The trick to this sale is deciding how badly you want something, because prices drop in increments every few days. (On the last day, you can stuff a bag with anything it'll hold for $5. Volunteers don't want to tote items back to storage.) The CDs I didn't buy for $5 last night may be more appealing when they're $2 -- if they're still around, of course.

You need to keep three other things in mind:

1) You can't be impatient and find bargains. I had to look through every DVD to find one I truly wanted: a two-CD set that included Sean Connery's 1961 performance in a truncated Canadian Broadcasting Company "Macbeth." (He doesn't do justice to the role, but my curiosity was satisfied for $5. And Zoe Caldwell was a terrific Lady Macbeth.) Mysteries and classics and pop fiction and serious modern novels are all in a jumble at the book tables, so someone who reads mostly one genre really has to hunt.

2) As the Romans said, caveat emptor: Let the buyer beware.

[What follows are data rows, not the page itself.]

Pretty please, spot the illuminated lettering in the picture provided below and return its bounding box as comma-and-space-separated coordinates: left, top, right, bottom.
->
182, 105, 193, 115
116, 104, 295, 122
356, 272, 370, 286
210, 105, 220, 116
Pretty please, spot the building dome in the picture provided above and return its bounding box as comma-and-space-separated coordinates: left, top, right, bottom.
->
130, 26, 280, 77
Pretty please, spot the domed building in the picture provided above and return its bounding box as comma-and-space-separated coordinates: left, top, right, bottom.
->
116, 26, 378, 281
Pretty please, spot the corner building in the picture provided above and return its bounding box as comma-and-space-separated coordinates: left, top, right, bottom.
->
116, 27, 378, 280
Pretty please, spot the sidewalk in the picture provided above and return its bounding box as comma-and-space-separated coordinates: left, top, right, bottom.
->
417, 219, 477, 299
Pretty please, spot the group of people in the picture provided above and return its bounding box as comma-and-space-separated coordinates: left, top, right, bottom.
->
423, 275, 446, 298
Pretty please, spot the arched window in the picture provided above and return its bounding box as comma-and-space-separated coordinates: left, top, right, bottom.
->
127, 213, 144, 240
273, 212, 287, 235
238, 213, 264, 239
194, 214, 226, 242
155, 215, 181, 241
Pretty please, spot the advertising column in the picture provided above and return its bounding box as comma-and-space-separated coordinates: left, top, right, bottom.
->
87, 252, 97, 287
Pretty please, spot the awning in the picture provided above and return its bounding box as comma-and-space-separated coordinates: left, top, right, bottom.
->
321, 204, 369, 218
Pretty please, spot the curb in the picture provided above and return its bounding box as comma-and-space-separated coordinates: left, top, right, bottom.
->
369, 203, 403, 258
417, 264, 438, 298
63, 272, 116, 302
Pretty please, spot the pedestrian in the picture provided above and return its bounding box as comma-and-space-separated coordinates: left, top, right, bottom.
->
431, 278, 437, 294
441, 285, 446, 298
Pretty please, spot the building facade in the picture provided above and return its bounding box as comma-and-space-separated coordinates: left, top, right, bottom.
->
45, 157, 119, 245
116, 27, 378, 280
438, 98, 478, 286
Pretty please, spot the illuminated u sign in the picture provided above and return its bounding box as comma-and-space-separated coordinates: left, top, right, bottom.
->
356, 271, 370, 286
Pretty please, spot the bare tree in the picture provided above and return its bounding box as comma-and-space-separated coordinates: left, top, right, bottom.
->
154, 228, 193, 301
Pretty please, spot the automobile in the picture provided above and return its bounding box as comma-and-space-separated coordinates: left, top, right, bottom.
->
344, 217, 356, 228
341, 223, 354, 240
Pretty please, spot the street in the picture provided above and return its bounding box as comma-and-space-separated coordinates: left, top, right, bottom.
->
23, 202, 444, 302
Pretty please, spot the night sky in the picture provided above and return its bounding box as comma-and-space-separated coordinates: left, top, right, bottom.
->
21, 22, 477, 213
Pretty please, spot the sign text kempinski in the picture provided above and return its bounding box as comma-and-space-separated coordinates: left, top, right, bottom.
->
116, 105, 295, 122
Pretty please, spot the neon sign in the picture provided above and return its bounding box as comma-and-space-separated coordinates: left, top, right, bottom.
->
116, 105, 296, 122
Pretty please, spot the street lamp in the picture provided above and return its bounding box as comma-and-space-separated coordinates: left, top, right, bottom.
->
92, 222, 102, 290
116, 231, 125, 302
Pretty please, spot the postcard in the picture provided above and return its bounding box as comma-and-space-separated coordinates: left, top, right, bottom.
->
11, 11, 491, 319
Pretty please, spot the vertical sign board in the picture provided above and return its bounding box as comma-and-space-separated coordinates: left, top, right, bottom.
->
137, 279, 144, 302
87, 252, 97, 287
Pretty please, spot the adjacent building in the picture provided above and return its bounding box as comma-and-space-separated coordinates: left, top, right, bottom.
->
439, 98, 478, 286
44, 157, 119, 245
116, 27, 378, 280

I bought a set of Beethoven symphonies for $10 but neglected to make sure all the discs were in there; when I got home, I had five of six CDs. (I'll listen to those, then donate them for next year's sale after writing "Disc 1 missing" on the box.) That's my own fault, really: I bought an empty CD case last year without looking and had to take it back, so I should have known better. You can't expect volunteers to check every CD they set out.

3) You have to go back more than once to see everything. Organizers put fresh items out during the sale, so you must return to canvass the whole collection. That suits me fine, as I like few things better than browsing through cheap tables full of cultural artifacts and finding unexpected gems. Say "hi" if I bump into you.